No podía perder la oportunidad, debía reactivar el diálogo lo antes posible –pensé–, entonces le dije “¿es su primera vez en Juárez?” y el personaje comenzó a hacer cuentas con los dedos. Obviamente iba a llegar hasta ocho solamente y volver a empezar. “Doce veces en Juárez, la primera vez en 1974, este lugar es maravilloso, me encanta la frontera”, afirmó con un dejo de nostalgia.
Ahora fue él quien pidió reanudar la plática, “¿usted es de aquí?”, cuestionó con la misma amabilidad “Sí, nací en juaritos”. El hombre sonrío y dijo: “así le decía mi amigo Peter San Juan II, juaritos. Él había nacido aquí por accidente, su familia venía con el circo, su padre fue un domador de leones muy famoso que murió muy joven en un accidente”; interrumpí la espléndida narrativa con una pregunta cándida: “¿el accidente fue con un león?” y el tipo soltó una carcajada, “no, no, para nada –dijo mientras se secaba la frente con un pañuelo color amarillo–, se le cayó un mástil del circo encima, agonizó tres días antes de morir”, remató.
Yo no sabía si darle las condolencias o dejar pasar el penoso momento, pero como parecía no tener ningún sentimiento con el finado, entonces simplemente me disculpé y le pedí que continuara con el relato.

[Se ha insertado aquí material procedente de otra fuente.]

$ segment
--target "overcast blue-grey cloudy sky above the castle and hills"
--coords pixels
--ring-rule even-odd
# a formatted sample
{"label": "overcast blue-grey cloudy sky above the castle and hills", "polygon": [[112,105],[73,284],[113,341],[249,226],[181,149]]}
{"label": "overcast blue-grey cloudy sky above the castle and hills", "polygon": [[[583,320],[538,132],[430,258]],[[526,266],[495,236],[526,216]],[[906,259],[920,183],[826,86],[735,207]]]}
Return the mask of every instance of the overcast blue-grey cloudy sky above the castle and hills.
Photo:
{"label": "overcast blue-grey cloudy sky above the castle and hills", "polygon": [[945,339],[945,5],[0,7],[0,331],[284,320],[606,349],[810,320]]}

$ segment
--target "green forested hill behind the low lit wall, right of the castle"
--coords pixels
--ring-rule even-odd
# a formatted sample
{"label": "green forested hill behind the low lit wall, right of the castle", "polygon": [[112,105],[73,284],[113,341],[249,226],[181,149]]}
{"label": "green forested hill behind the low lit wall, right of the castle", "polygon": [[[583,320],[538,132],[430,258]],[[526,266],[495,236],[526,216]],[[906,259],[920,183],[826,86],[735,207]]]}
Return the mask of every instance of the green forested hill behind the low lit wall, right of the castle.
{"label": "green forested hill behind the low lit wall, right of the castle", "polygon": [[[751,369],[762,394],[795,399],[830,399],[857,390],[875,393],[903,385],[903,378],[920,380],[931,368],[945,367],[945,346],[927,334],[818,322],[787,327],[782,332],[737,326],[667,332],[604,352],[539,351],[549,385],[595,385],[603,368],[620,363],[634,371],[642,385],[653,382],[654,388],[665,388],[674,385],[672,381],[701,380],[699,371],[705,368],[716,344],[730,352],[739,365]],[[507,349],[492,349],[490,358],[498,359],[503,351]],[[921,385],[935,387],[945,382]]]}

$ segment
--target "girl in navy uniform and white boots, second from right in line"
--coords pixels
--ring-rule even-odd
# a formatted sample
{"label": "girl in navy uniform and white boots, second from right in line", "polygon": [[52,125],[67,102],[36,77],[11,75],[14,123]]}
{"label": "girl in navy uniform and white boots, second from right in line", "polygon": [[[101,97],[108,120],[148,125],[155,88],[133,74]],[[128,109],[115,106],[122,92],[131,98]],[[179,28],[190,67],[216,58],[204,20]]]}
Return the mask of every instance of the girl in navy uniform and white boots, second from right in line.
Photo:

“Peter San Juan II y yo éramos compadres, yo entré al circo como boletero en 1972; tenía 16 años y me había escapado de la miseria. En mi casa éramos diez hermanos, puros hombres, yo era el sexto y nunca fui a la escuela, puro trabajar”, hizo una pausa y me enseñó los cigarros para preguntar si deseaba fumar afuera. Aunque no fumo acepté moviendo la cabeza y mostrando la palma de la mano como un torero que avienta el pase largo para correrle la atención y dirigirlo a la puerta.

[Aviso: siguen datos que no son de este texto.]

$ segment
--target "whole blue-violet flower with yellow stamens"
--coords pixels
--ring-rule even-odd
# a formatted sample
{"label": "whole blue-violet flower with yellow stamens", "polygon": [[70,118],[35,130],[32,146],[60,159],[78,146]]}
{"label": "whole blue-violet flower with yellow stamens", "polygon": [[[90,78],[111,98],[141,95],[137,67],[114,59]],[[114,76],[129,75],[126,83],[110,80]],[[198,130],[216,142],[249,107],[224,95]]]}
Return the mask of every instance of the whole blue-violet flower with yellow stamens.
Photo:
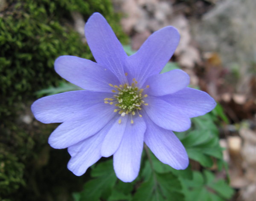
{"label": "whole blue-violet flower with yellow stamens", "polygon": [[101,157],[113,155],[116,176],[133,181],[140,170],[143,143],[164,164],[185,169],[184,146],[172,131],[191,126],[190,118],[211,111],[215,101],[191,89],[189,75],[175,69],[159,74],[180,39],[167,26],[154,32],[128,57],[105,18],[94,13],[85,25],[96,63],[61,56],[55,71],[81,91],[41,98],[32,112],[43,123],[61,123],[49,137],[55,149],[68,148],[68,169],[83,175]]}

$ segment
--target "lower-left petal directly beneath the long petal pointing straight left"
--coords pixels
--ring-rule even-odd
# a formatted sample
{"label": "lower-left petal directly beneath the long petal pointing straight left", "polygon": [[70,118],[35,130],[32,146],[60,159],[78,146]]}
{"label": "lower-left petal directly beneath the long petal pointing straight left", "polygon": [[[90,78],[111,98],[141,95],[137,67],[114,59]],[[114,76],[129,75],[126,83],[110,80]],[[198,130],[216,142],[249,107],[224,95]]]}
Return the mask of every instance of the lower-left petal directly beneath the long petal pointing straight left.
{"label": "lower-left petal directly beneath the long petal pointing straight left", "polygon": [[99,103],[65,121],[49,137],[55,149],[64,149],[96,134],[116,115],[113,106]]}

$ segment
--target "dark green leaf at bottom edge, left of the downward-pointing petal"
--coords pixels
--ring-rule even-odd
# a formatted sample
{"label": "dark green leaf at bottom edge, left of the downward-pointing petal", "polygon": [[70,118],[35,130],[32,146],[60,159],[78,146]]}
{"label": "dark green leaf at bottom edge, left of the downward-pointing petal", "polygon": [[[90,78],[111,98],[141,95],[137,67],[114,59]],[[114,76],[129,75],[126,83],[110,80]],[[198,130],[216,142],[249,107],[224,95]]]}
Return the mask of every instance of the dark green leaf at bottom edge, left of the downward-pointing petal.
{"label": "dark green leaf at bottom edge, left of the downward-pointing petal", "polygon": [[91,175],[96,177],[84,184],[84,190],[80,192],[80,197],[76,195],[78,201],[93,200],[99,201],[100,198],[108,198],[112,193],[116,183],[116,175],[113,171],[113,160],[104,161],[92,170]]}

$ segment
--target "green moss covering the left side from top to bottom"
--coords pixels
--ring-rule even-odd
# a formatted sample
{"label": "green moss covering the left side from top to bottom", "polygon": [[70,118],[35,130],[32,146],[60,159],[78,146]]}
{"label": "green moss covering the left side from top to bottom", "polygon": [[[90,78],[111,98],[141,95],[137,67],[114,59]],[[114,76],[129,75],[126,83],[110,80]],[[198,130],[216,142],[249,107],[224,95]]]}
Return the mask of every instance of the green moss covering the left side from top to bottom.
{"label": "green moss covering the left side from top to bottom", "polygon": [[[98,11],[109,21],[121,42],[127,42],[127,37],[122,33],[120,16],[113,12],[111,0],[6,2],[9,6],[0,13],[0,141],[3,142],[0,144],[0,192],[5,192],[0,194],[0,199],[29,200],[23,192],[33,195],[31,200],[44,199],[34,184],[40,181],[48,189],[49,184],[43,184],[46,181],[38,178],[38,172],[49,173],[51,169],[45,162],[49,151],[44,150],[49,149],[45,147],[49,147],[47,138],[53,127],[40,127],[35,131],[32,126],[17,123],[21,108],[29,107],[27,101],[36,99],[36,91],[58,85],[61,78],[53,69],[58,56],[93,59],[89,47],[81,43],[79,34],[73,30],[72,11],[79,11],[84,20]],[[68,154],[65,157],[68,158]],[[61,162],[67,171],[67,161]],[[36,175],[34,178],[30,177],[31,172]],[[58,179],[53,176],[52,181],[58,182]],[[20,188],[23,190],[19,191]]]}

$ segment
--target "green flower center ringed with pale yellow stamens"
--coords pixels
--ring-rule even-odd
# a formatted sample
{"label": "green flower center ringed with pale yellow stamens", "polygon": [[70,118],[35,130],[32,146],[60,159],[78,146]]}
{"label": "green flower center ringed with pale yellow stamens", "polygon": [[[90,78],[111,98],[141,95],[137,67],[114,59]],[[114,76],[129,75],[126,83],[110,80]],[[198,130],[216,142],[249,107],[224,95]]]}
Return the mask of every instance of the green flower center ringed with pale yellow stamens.
{"label": "green flower center ringed with pale yellow stamens", "polygon": [[[127,74],[125,74],[127,75]],[[122,117],[125,115],[131,115],[131,123],[134,123],[132,120],[132,116],[136,115],[136,112],[140,117],[139,111],[141,110],[141,107],[143,105],[148,105],[148,103],[145,103],[143,100],[144,97],[147,97],[148,95],[144,94],[144,89],[139,89],[137,85],[137,81],[135,78],[133,79],[133,82],[131,85],[128,83],[125,83],[124,85],[113,85],[109,84],[109,86],[113,87],[114,89],[111,90],[111,92],[114,93],[113,97],[111,98],[105,98],[104,103],[113,105],[115,104],[116,109],[114,109],[113,112],[118,112],[121,115],[121,118],[119,119],[118,123],[122,122]],[[146,86],[148,88],[149,85]]]}

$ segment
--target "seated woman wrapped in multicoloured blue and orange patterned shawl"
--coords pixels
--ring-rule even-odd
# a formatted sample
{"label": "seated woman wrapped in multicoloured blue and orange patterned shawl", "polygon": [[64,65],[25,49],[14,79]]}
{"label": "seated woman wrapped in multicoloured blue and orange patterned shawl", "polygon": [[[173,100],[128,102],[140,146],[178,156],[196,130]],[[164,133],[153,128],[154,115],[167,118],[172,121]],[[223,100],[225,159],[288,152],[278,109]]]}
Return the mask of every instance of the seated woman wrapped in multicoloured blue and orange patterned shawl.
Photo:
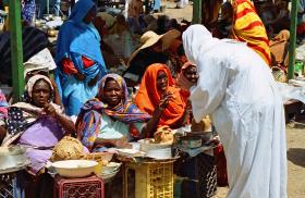
{"label": "seated woman wrapped in multicoloured blue and orange patterned shawl", "polygon": [[130,102],[123,77],[108,74],[101,79],[97,98],[87,101],[77,117],[77,136],[90,151],[129,147],[129,141],[156,132],[160,116],[142,112]]}

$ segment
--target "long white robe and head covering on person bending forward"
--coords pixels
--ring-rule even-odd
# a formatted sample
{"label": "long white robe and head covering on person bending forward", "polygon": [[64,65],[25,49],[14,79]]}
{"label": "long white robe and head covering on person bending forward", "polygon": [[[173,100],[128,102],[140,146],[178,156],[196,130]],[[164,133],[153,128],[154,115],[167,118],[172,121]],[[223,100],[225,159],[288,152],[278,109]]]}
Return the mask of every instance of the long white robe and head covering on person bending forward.
{"label": "long white robe and head covering on person bending forward", "polygon": [[202,25],[183,34],[199,79],[191,89],[198,122],[210,114],[223,143],[230,198],[286,197],[283,104],[269,67],[244,44],[219,40]]}

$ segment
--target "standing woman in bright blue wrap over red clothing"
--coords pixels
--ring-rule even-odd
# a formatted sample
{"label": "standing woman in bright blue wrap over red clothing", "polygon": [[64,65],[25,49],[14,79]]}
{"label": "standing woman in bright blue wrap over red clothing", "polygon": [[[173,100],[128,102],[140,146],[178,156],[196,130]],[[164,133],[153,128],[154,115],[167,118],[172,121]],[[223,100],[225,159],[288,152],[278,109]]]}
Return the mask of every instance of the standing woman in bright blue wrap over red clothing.
{"label": "standing woman in bright blue wrap over red clothing", "polygon": [[68,115],[80,113],[82,106],[96,95],[97,82],[107,72],[100,36],[91,23],[96,12],[91,0],[77,1],[59,32],[56,74]]}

Salimos al frío. Encendió primero mi cigarro y después el suyo en un gesto de buenos modales. El humo puede acabar con la salud pero no con la educación.

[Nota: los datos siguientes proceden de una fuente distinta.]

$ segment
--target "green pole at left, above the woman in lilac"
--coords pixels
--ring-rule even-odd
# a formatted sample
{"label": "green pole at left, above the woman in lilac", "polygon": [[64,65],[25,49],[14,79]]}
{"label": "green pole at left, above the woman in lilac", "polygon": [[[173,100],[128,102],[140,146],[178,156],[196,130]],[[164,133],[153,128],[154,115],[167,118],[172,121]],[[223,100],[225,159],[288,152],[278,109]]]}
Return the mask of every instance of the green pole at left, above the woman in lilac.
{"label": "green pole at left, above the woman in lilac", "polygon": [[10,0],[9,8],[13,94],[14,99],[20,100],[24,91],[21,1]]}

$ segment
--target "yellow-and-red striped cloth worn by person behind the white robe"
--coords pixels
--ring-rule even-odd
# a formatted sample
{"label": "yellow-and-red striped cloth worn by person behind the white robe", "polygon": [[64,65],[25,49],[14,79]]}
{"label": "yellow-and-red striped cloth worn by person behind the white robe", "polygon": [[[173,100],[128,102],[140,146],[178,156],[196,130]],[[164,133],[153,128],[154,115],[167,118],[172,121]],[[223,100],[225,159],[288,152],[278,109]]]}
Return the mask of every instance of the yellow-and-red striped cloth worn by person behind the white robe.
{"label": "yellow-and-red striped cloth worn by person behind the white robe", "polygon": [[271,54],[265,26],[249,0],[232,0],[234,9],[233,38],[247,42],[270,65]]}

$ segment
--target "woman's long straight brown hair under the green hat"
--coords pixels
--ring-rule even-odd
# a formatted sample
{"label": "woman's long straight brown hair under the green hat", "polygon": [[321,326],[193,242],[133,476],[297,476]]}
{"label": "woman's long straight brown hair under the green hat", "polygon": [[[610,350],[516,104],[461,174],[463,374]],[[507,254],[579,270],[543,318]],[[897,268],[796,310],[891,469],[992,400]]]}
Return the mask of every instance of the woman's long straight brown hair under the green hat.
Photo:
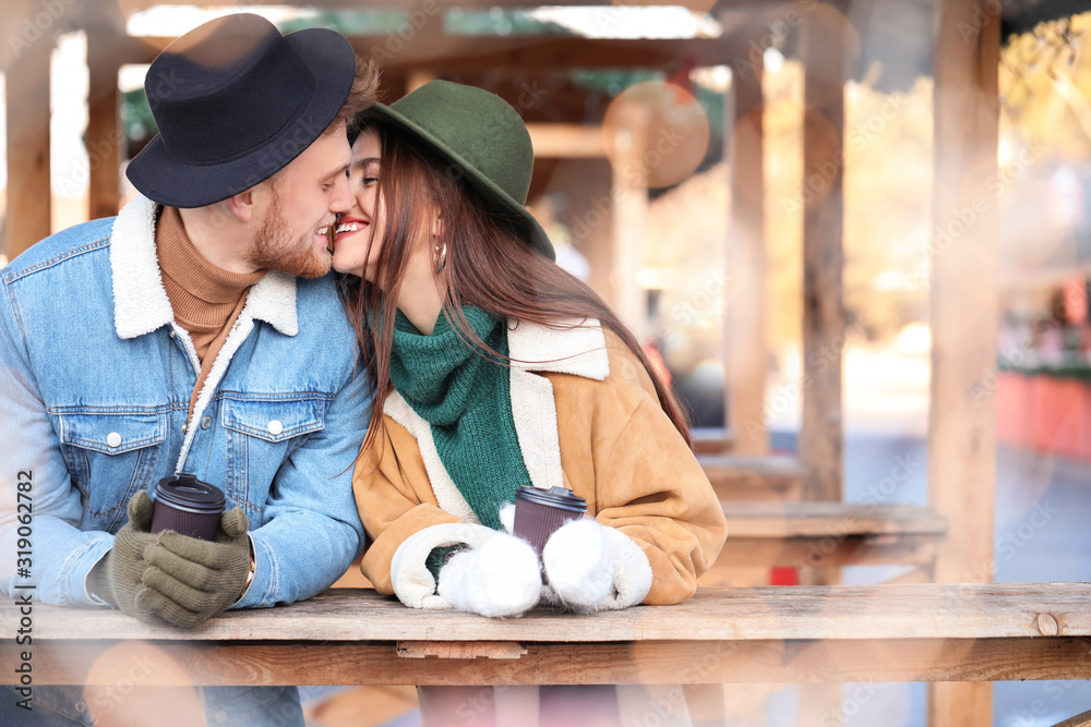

“Fui boletero dos años. Conocí todo México y otros países, una vez hicimos una gira hasta Centroamérica, ya mero me andaba quedando en Perú, porque me enamoré de una enfermera preciosa y le prometí que regresaría por ella, pero ya estando en México se me olvidó –respiró un poco de humo y continuó–, a mí, lo que más me impresionaba del circo eran los domadores, así que hablé con el mero mero, con el mismísimo hijo de don Aurelio, el fundador del circo, que ya para entonces tenía sus setenta y tantos, entonces llegué –puso sus brazos en jarras– y le dije, señor, soy Manuel, el boletero, écheme la mano, yo quiero ser domador de leones”.